2.Door mijn jongensdromen. Als kind wilde ik graag coureur worden en de hoogste bergen uit de Tour beklimmen. Als een jongetje van vijf, zo kijk ik nog steeds het liefst naar de koers.
3.Door het rustgevende. Nergens vindt mijn hoofd zoveel rust als op de fiets: lekker afzien zuivert het gemoed!
4.Door het meditatieve: op de fiets lijken mijn gedachten zich te ordenen, de woorden zoeken er hun plaats op in een zin.

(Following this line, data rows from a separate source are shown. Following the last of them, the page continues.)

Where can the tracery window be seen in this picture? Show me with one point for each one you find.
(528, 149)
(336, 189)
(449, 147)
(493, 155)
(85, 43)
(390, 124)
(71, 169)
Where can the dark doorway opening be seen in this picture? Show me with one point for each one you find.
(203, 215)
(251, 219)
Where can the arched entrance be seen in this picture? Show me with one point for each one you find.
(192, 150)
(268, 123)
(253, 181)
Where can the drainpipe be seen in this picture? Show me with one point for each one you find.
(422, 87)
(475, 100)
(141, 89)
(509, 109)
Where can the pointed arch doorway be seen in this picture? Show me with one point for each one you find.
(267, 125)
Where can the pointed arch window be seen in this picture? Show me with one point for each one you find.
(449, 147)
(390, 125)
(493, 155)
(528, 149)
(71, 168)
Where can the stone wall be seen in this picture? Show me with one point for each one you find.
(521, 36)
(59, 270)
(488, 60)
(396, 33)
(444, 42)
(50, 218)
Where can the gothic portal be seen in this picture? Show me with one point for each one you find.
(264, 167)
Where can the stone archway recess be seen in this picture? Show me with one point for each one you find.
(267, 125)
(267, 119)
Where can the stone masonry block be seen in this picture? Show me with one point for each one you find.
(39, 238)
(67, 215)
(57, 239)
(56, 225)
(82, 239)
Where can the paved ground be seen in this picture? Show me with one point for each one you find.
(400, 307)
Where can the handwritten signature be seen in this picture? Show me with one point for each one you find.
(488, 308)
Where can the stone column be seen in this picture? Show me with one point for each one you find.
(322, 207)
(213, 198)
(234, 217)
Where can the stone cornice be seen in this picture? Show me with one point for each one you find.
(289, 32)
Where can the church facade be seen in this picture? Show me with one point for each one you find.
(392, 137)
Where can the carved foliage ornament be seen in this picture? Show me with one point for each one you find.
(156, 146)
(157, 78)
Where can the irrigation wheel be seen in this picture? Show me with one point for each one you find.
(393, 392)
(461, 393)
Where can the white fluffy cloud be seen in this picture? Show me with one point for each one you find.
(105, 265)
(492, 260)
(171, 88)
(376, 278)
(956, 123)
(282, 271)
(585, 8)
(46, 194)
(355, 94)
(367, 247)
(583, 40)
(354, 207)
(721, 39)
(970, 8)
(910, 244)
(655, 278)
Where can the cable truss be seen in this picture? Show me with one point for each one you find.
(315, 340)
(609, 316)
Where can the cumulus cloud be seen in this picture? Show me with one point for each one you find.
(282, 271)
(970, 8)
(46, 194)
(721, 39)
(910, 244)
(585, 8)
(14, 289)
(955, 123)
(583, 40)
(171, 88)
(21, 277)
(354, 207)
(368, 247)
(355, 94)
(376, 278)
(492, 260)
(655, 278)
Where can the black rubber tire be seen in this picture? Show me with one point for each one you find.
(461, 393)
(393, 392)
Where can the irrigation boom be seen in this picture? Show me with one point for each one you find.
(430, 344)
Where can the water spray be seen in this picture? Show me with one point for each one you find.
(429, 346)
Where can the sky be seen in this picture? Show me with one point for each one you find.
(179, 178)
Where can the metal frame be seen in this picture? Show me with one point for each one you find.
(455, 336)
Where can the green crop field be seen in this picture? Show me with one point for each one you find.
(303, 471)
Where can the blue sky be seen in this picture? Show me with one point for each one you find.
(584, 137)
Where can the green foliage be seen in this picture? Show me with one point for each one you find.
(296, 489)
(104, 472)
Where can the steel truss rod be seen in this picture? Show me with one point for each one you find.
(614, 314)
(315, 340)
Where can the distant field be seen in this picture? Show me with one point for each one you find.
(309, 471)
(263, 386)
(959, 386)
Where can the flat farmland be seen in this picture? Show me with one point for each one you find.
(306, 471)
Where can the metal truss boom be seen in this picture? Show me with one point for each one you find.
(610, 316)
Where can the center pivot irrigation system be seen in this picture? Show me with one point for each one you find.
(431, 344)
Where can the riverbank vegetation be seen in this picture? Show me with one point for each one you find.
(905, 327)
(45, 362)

5.Door mijn gezin. Ik heb het geluk dat mijn vrouw en mijn zonen graag fietsen. (Met mijn zonen en hun vrienden mocht / mag ik geregeld op fietsweekend.)
6.Door kompanen, met wie ik tradities in ere hield en houd.
7.Door de koers: ik vind het heerlijk om heuvelzones, cols en finales uit bekende koersen aan mijn palmares toe te voegen. Ook dwaze ondernemingen kunnen mij bekoren.
8.Door de vreugde van het leveren van een prestatie in een zielstrelend decor: daar heerst kilometers lang het esthetisch & atletisch genot, daar wordt er aan mijn ziel gepeuterd, daar voeren adrenaline & endorfine een vrolijk dansje op.
9.Door de gezondheidsgedachte, geregeld fietsen kan geen kwaad, hoewel, je moet wel de stoeprandjes mijden!
10.Door het gebrek aan rijbewijs en auto is de fiets mijn/ons enige vervoermiddel.